Norway jails researcher who let Iranians use microscope

A researcher may have aided Iran’s nuclear weapons programme with unauthorised access, but his sentence was softened due to ‘deficient’ university routines

November 14, 2022
Source: iStock
NTNU main building, Trondheim

A German-Iranian researcher has been sentenced to eight months in prison for letting four Iranian PhD students use a microscope without a licence, breaking technology export and sanctions laws.

The breaches happened in late 2018 and early 2019, when the researcher allowed the students to use a scanning electron microscope at the Norwegian University of Science and Technology (NTNU) without a licence from the Ministry of Foreign Affairs.

Judges at Oslo District Court sentenced him to eight months in prison, after reducing his sentence by four months because of “deficient routines” at NTNU’s department of mechanical engineering and production, such as a lack of clear guidelines or controls on use of the microscope, according to their ruling.
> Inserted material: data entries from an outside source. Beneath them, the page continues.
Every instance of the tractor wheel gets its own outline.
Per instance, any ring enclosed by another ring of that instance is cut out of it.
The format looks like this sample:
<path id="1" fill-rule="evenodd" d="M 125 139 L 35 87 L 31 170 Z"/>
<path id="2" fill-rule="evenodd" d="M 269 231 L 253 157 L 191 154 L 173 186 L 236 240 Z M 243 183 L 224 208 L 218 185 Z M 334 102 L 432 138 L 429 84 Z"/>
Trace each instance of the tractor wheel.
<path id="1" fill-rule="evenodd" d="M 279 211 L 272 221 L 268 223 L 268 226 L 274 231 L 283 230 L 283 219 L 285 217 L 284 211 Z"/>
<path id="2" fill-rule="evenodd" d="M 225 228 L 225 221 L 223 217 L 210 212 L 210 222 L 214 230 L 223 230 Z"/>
He was expected to submit an appeal but, if that is unsuccessful, he is likely to serve half of his sentence behind bars, and half in the community, as long as he does not reoffend.

“The ruling in the case clearly expresses that [the researcher] has abused the trust inherent in his position by his actions and thereby deprived NTNU and the Ministry of Foreign Affairs of the opportunity to carry out export controls,” Olav Bolland, dean of the NTNU Faculty of Engineering, told Times Higher Education.

The researcher, who is currently working at a university in Qatar, may have helped advance Iran’s nuclear weapons programme by letting the students use the microscope to examine metal alloys with potential military applications, the judges said. His sentence is probationary and he did not react to the verdict when contacted by THE.

He told senior staff in advance about three of the four visiting students, but their unlicensed use of the equipment only became known when a colleague complained that the nanomechanical laboratory was too busy.

Senior staff then barred him from using the laboratory, told the police, and asked a large local law firm to investigate the circumstances, eventually concluding that he had breached his contract with the university.

The law firm, Simonsen Vogt Wiig, said in its report to the university that there was “a clear need to clarify which routines/guidelines apply to the reception of visitors, who can approve such visits, who will take care of the practicalities, etc”.

Professor Bolland said that since the case was uncovered the department had “worked actively to improve how we generally work with security, and we have worked on, among other things, routines and procedures to make it clear where the boundaries are with regard to export control”.

The Norwegian government is putting the finishing touches to national guidelines on research security, after universities warned its rules must keep step with those in the European Union.